Threshold Performance:
| Threshold | Precision | Recall | F1 |
|---|---|---|---|
| 0.65 | 56.9% | 75.9% | 65.0% |
| 0.70 | 66.3% | 68.3% | 67.3% |
| 0.75 | 79.9% | 59.3% | 68.1% |
| 0.80 | 83.7% | 52.8% | 64.8% |
| 0.85 | 92.4% | 42.8% | 58.5% |
| 0.90 | 98.9% | 24.7% | 39.5% |
Similarity Distribution:
- True Positive mean: 0.866 (higher than other models)
- False Positive mean: 0.807
- TP-FP gap: 0.059 (best separation)
- At t=0.75: 92 TP vs only 38 FP (excellent ratio)
Suggested optimal threshold: 0.755 (predicted F1 = 85.6%)
Strengths:
- Best overall F1 score (68.1% at t=0.75)
- Best precision at any threshold (79.9-98.9%)
- Excellent TP/FP ratio
- Highest true positive similarity scores
Weaknesses:
- Requires logos to be in the reference set during training
- May not generalize to completely novel logos
4. DINOv2 Models
Tested for comparison but significantly underperformed.
| Model | Precision | Recall | F1 |
|---|---|---|---|
| DINOv2-small | 22.4% | 42.8% | 29.5% |
| DINOv2-large | 32.2% | 28.5% | 30.2% |
Not recommended for logo recognition tasks.
Recommendations
For Logo Recognition of Known Logos (logos in your reference set)

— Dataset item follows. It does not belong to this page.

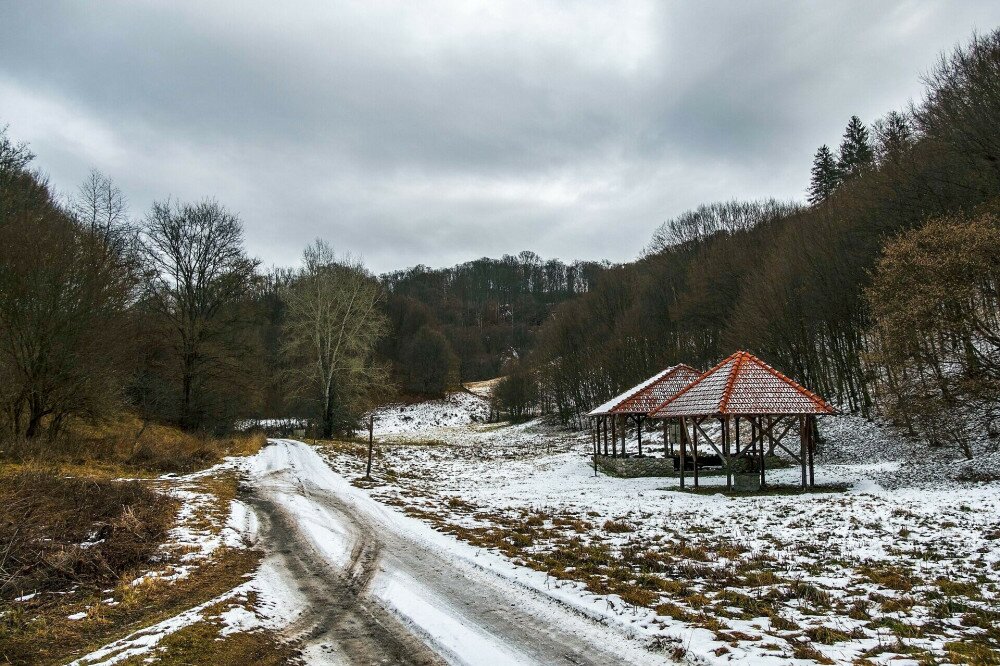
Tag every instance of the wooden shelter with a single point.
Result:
(747, 397)
(634, 405)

Use: Image-Split Fine-tuned Model
# Recommended configuration
python test_logo_detection.py \
-e models/logo_detection/clip_finetuned_image_split \
-t 0.70 \
--matching-method multi-ref \
--use-max-similarity
| Use Case | Threshold | Expected Performance |
|---|---|---|
| Balanced (recommended) | 0.70 | 66% precision, 68% recall, 67% F1 |
| High precision | 0.75 | 80% precision, 59% recall, 68% F1 |
| Very high precision | 0.80 | 84% precision, 53% recall, 65% F1 |
| Maximum precision | 0.85+ | 92%+ precision, <43% recall |
For Logo Recognition of Unknown Logos (completely novel brands)
Use: Baseline CLIP (the fine-tuned models don't generalize well)

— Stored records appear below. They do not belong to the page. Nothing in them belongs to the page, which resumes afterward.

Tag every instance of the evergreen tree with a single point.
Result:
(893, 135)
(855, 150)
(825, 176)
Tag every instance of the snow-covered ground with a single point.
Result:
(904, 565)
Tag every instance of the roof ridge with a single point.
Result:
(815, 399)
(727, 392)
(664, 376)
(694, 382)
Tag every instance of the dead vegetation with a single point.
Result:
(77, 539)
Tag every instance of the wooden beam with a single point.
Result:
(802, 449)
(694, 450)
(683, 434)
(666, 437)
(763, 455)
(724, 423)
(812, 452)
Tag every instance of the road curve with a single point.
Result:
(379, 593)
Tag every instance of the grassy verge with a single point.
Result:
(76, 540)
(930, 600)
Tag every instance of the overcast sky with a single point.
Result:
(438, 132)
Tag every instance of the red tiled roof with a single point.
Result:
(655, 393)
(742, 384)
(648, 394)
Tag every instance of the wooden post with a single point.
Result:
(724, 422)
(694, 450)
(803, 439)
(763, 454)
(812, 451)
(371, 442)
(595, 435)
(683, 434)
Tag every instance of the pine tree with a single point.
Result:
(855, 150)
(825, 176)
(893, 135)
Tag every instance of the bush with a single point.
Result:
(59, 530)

# Recommended configuration
python test_logo_detection.py \
-e openai/clip-vit-large-patch14 \
-t 0.70 \
--matching-method multi-ref \
--use-max-similarity
Expected: ~48% precision, ~72% recall, ~58% F1
Key Findings
1. Image-Level Splits Dramatically Improve Performance
The image-split fine-tuned model outperforms all others because:
- It learns brand-specific features during training
- Test images are different but from same brands
- Better represents real-world use where you have reference images for logos you want to detect
2. Logo-Level Splits Test True Generalization (but results are poor)
The logo-split model tests whether fine-tuning helps with completely unseen logos:
- Result: It doesn't help much (56% F1 vs 58% baseline)

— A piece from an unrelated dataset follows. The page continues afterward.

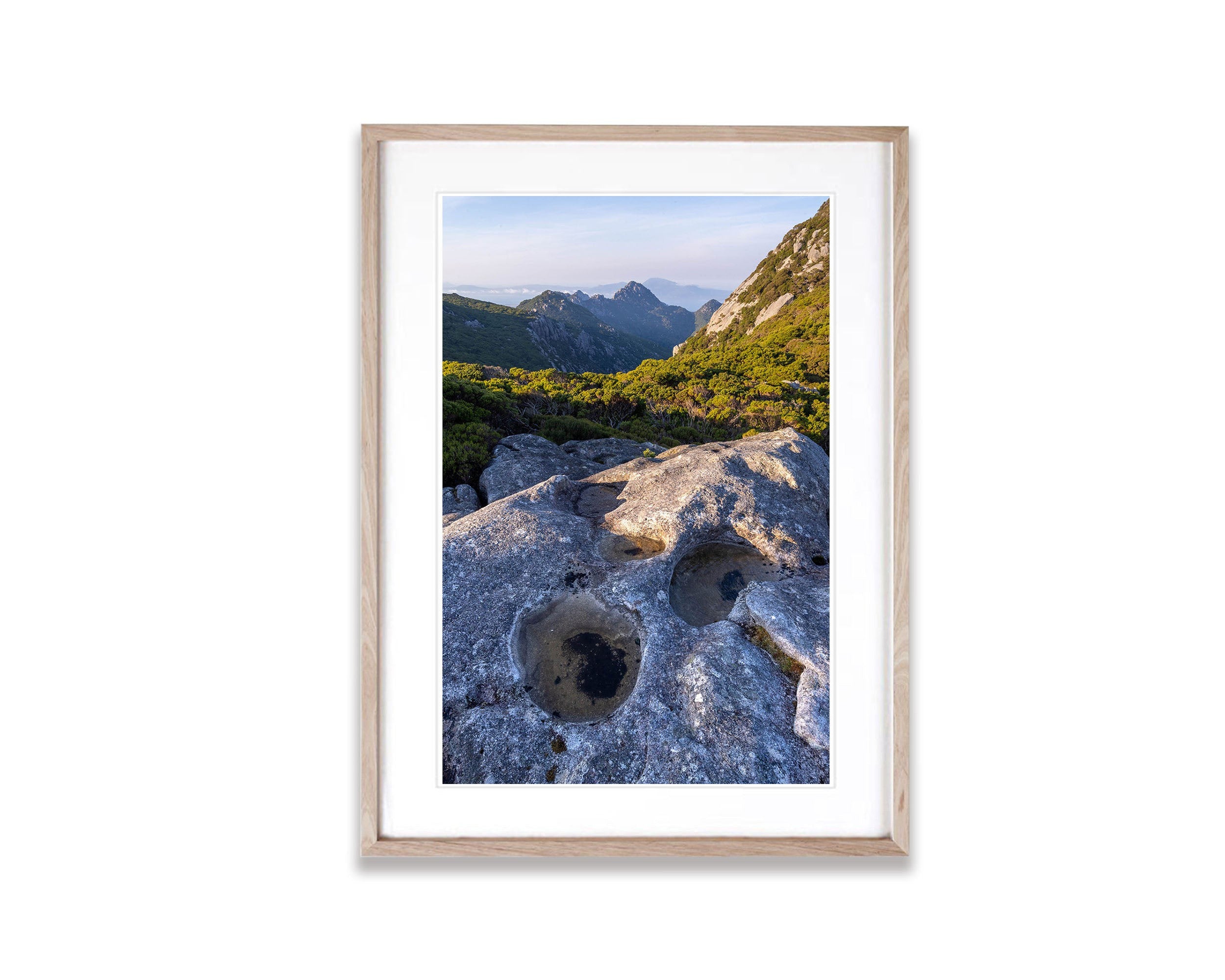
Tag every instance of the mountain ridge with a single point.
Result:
(546, 331)
(635, 309)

- Contrastive learning doesn't transfer well to novel brands
- Use baseline CLIP for novel logo detection
3. Threshold Sweet Spot is 0.70-0.75
For all models, the optimal F1 occurs around threshold 0.70-0.75:
- Lower thresholds: Too many false positives
- Higher thresholds: Misses too many correct logos
- At 0.90+: Precision is high but recall drops below 25%
4. Precision-Recall Tradeoff
| Priority | Threshold | Tradeoff |
|---|---|---|
| Recall | 0.65-0.70 | More matches, more false positives |
| Balanced | 0.70-0.75 | Best F1 score |
| Precision | 0.75-0.80 | Fewer false positives, misses some matches |
| High Precision | 0.85+ | Very few false positives, misses many matches |
Conclusion
For production use with known logos:
- Use Image-Split Fine-tuned Model at threshold 0.70-0.75
- Expected F1: 67-68%, Precision: 66-80%
For discovering unknown logos:
- Use Baseline CLIP at threshold 0.70
- Expected F1: ~58%, Precision: ~48%
The image-split fine-tuning provides significant improvements (+8-10% F1) over baseline for known logos, but does not help with completely novel brands. For a production system, ensure all target logos are included in the training/reference set.